Notice that you can apply any unary or binary numpy.ufunc to `COO`

arrays, and `numpy.ndarray`

objects and scalars and it will work so
long as the result is not dense. When applying to `numpy.ndarray`

objects,
we check that operating on the array with zero would always produce a zero.

## Reductions¶

`COO`

objects support a number of reductions. However, not all important
reductions are currently implemented (help welcome!) All of the following
currently work:

```
x.sum(axis=1)
np.max(x)
np.min(x, axis=(0, 2))
x.prod()
```

Note

If you are performing multiple reductions along the same axes, it may
be beneficial to call `COO.enable_caching`

.

`COO.reduce`

¶

This method can take an arbitrary numpy.ufunc and performs a reduction using that method. For example, the following will perform a sum:

```
x.reduce(np.add, axis=1)
```

Note

This library currently performs reductions by grouping together all coordinates along the supplied axes and reducing those.
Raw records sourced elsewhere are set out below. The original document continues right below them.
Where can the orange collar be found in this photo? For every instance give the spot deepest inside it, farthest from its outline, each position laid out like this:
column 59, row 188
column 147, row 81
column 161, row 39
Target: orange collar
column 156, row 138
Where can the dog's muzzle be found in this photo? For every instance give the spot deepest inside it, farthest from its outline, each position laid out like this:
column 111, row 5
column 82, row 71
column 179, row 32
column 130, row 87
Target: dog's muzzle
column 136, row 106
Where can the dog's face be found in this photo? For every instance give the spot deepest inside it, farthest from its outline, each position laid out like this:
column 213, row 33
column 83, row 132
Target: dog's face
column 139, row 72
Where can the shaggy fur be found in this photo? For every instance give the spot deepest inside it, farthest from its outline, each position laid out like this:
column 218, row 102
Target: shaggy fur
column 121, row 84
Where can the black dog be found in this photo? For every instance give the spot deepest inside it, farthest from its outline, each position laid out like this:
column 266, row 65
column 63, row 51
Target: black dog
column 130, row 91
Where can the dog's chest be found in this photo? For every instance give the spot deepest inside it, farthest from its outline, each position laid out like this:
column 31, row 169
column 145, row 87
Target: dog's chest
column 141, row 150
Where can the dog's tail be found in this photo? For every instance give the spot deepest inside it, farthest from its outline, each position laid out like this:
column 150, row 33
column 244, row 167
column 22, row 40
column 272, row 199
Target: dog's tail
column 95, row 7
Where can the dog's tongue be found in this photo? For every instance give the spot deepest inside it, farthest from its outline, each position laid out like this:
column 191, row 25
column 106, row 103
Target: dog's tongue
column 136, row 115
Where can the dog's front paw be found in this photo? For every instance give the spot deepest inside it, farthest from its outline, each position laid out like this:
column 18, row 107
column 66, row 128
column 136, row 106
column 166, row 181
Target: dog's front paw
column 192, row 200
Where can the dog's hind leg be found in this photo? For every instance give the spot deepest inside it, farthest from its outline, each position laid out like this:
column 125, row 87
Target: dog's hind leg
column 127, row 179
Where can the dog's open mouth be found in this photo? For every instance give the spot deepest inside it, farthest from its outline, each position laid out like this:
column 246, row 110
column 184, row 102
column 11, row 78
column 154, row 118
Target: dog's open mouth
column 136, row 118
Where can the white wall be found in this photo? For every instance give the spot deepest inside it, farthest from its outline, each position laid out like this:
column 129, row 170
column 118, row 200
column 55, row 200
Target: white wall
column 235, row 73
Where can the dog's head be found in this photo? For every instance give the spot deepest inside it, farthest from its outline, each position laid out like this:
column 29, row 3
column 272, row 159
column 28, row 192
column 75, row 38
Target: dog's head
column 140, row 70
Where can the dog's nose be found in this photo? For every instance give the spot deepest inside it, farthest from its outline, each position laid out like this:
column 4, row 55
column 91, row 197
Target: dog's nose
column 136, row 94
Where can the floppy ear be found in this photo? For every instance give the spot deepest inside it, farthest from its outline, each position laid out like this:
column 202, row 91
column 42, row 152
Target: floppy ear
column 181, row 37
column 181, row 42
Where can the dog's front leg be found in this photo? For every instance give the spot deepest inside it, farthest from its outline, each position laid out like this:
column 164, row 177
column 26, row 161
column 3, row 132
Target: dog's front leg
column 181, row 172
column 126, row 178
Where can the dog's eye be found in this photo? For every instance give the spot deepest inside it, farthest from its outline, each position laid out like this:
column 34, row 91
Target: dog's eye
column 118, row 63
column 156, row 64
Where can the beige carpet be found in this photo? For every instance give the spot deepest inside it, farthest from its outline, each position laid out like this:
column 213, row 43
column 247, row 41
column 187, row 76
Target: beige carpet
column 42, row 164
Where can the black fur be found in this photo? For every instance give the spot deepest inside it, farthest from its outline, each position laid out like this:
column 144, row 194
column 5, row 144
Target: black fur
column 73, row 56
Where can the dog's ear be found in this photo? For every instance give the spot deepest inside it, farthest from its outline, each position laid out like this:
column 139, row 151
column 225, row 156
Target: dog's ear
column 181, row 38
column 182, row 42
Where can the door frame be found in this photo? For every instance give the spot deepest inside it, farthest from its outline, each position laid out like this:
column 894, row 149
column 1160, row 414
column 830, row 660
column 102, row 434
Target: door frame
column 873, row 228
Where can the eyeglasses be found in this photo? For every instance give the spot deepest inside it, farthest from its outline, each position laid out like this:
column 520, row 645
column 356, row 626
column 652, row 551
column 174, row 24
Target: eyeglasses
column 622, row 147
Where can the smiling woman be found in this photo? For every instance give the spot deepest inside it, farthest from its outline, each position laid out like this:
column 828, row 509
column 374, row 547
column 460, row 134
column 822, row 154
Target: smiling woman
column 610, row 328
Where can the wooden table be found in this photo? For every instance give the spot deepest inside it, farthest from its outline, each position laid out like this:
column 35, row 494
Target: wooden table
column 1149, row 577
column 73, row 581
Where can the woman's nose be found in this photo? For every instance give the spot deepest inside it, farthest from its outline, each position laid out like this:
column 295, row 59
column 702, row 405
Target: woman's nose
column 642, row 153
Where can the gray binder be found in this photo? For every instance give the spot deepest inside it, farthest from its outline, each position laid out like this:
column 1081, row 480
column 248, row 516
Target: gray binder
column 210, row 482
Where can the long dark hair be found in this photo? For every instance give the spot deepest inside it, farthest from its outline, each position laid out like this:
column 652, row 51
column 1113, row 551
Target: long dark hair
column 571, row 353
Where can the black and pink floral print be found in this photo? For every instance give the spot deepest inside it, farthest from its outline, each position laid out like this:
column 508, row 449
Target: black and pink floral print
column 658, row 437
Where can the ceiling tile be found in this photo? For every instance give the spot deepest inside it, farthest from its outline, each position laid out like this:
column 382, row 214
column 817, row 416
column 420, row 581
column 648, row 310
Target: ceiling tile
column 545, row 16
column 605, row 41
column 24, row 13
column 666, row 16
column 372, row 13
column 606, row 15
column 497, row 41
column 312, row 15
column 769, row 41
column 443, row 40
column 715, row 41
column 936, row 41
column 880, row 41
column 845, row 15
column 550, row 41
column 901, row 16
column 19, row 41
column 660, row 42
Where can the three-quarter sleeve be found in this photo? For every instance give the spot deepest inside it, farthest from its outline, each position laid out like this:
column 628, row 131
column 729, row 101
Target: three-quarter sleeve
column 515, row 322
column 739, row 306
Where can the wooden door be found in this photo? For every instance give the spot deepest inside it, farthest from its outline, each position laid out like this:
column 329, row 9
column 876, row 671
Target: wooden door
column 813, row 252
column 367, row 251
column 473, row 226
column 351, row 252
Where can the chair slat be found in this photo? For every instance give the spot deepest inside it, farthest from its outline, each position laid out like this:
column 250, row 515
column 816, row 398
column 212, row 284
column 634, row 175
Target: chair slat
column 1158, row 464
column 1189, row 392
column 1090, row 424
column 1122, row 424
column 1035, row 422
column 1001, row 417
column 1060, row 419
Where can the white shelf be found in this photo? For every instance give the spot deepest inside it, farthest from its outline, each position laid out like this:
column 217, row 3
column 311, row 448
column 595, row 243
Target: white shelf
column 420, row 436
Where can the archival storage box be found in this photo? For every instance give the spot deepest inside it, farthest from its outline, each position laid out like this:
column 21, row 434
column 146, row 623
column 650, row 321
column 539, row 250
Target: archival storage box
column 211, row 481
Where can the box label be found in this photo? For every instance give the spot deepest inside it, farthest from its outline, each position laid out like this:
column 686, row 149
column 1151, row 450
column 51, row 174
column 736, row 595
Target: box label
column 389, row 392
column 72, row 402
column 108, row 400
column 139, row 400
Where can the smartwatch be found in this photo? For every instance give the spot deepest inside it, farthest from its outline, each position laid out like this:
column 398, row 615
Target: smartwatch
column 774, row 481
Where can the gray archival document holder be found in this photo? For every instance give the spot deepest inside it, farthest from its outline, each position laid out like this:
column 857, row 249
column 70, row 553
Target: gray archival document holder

Then, if the number in a group is deficient, it reduces an extra time with zero. As a result, if reductions can change by adding multiple zeros to it, this method won’t be accurate. However, it works in most cases.

## Indexing¶

`COO`

arrays can be `indexed`

just like regular
`numpy.ndarray`

objects. They support integer, slice and boolean indexing.
However, currently, numpy advanced indexing is not properly supported. This
means that all of the following work like in Numpy, except that they will produce
`COO`

arrays rather than `numpy.ndarray`

objects, and will produce
scalars where expected. Assume that `z.shape`

is `(5, 6, 7)`

```
z[0]
z[1, 3]
z[1, 4, 3]
z[:3, :2, 3]
z[::-1, 1, 3]
z[-1]
```

All of the following will raise an `IndexError`

, like in Numpy 1.13 and later.

```
z[6]
z[3, 6]
z[1, 4, 8]
z[-6]
```

### Advanced Indexing¶

Advanced indexing (indexing arrays with other arrays) is supported, but only for indexing
with a *single array*. Indexing a single array with multiple arrays is not supported at
this time. As above, if `z.shape`

is `(5, 6, 7)`

, all of the following will
work like NumPy:

```
z[[0, 1, 2]]
z[1, [3]]
z[1, 4, [3, 6]]
z[:3, :2, [1, 5]]
```

## Other Operations¶

`COO`

arrays support a number of other common operations. Among them are
`dot`

, `tensordot`

, `concatenate`

and `stack`

, `transpose`

and `reshape`

.
You can view the full list on the API reference page.

Note

Some operations require zero fill-values (such as `nonzero`

)
and others (such as `concatenate`

) require that all inputs have consistent fill-values.
For details, check the API reference.